Here the NPC has made a decision to do nothing. This is important because in the workflow logs I can see that the reason the NPC isn’t moving is because it doesn’t want to, and not because something is wrong. If an error occurs in workflow execution, that shows up in these logs as well.

Taking a step back to look at this at a high level, it’s pretty freaking cool. I don’t have to write the resilient GenServer code to sleep and wake processes and maintain their state across crash. I can, because OTP is better than sliced bread, but I can also delegate all of that to Temporal and I get to write my NPC brains in Rust, which is a bonus.

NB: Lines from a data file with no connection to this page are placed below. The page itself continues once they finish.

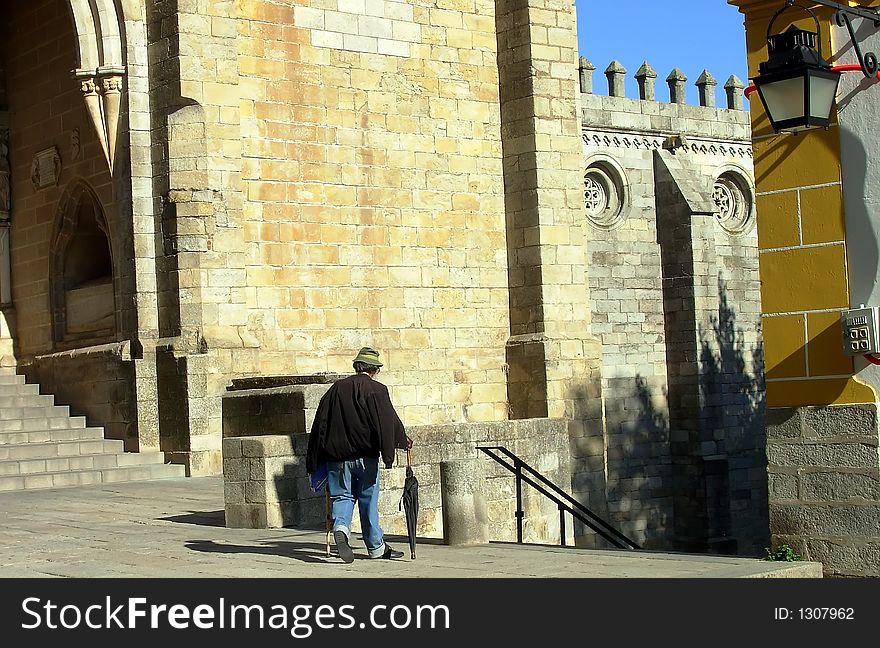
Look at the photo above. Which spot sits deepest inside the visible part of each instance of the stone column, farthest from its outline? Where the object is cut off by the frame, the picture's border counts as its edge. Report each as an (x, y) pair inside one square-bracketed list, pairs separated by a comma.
[(7, 348), (554, 362), (734, 89), (616, 75), (465, 514), (202, 305)]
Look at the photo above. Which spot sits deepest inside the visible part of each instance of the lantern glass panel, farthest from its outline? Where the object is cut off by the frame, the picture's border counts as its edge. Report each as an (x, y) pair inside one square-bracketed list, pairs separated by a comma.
[(784, 99), (822, 93)]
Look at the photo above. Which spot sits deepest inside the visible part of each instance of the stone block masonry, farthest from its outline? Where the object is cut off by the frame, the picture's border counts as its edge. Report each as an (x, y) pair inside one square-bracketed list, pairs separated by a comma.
[(373, 198), (266, 485), (825, 485), (669, 196)]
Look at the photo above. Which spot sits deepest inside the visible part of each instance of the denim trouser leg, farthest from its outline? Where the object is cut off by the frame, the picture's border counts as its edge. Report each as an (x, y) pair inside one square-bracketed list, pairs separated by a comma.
[(353, 481)]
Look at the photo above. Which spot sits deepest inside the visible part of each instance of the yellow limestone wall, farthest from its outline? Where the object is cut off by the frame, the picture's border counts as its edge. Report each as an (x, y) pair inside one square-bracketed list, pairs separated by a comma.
[(802, 242), (374, 206)]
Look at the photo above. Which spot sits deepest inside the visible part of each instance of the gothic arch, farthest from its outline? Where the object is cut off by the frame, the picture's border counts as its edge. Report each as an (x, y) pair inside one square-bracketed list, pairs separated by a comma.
[(81, 270), (100, 66)]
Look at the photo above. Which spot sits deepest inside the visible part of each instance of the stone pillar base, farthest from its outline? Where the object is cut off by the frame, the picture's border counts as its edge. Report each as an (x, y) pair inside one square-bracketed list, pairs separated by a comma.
[(465, 514), (199, 463)]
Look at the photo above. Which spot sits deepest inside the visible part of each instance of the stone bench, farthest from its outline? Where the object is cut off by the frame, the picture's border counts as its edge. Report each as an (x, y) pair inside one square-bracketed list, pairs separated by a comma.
[(266, 485)]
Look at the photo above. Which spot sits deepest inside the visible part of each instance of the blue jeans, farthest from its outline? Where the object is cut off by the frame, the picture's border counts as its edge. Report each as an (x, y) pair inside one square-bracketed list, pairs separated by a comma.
[(353, 481)]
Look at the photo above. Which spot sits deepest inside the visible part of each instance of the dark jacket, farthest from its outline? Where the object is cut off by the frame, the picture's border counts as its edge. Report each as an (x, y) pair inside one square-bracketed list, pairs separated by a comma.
[(355, 419)]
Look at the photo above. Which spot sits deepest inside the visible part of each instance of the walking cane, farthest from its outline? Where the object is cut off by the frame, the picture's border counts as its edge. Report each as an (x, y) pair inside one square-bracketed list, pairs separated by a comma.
[(327, 519)]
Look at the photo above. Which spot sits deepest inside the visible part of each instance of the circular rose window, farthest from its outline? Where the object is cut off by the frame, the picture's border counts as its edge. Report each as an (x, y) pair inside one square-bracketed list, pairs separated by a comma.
[(733, 200), (603, 195)]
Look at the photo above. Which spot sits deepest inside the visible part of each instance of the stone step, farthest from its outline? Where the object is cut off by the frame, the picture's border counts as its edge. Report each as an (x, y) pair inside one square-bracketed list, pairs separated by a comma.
[(26, 400), (55, 449), (42, 436), (55, 422), (19, 389), (92, 461), (85, 477), (39, 411)]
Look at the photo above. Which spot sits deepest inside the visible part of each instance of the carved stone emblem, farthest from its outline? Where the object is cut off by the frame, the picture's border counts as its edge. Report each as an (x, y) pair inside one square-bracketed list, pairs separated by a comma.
[(46, 168), (75, 146)]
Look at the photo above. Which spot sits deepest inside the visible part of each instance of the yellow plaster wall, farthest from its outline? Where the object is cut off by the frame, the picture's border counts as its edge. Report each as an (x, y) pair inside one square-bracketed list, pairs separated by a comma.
[(802, 245)]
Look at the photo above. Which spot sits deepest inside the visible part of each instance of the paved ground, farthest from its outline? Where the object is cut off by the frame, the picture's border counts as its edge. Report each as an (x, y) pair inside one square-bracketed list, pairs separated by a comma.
[(175, 528)]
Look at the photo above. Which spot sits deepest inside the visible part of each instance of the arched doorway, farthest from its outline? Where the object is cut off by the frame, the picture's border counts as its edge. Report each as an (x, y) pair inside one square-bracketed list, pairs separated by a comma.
[(81, 271)]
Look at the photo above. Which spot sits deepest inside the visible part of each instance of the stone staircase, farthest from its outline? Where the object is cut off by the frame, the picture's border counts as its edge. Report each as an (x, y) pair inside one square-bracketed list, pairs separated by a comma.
[(43, 446)]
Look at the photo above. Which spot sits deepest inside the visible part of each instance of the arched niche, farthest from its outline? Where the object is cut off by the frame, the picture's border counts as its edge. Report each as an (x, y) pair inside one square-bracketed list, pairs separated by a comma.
[(81, 271)]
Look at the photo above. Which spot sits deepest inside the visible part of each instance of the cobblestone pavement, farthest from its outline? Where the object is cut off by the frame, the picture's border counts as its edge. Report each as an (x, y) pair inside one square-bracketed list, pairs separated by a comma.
[(175, 528)]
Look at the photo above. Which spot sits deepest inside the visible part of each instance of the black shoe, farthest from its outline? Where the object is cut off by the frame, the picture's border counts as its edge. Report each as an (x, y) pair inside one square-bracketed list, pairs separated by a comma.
[(391, 554), (342, 546)]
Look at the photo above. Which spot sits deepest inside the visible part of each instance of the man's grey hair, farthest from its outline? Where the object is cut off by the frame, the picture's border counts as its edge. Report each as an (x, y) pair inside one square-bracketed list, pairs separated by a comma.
[(363, 367)]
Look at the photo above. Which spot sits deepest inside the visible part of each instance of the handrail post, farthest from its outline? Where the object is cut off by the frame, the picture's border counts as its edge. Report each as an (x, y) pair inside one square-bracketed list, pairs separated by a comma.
[(562, 524), (519, 511)]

When I go to deploy Agentic Realms on real infrastructure so real players can connect to it, I just have to deploy the Rust binary with the Temporal workflow. I can even bundle that binary with my OTP release if I really wanted to, but it’s just as easy to run the binary in a super tiny VM.

Because I used event sourcing, the brain integration was brain-dead simple. When an NPC activity decides on an action, it just sends that to the web API as a command, the same command that the game internals would publish if they were controlling the NPC. If the command is valid, the NPC moves and nobody has to know the decision logic was outside the app. I’ve even got code that will retry the command publish (basically an optimistic concurrency check) if the NPC is no longer in the expected room when the command carrying a direction arrives.


Footnotes

  1. I’ll eventually add a feature that sends a signal to the workflow to tell it to reload recently changed metadata like lore and description.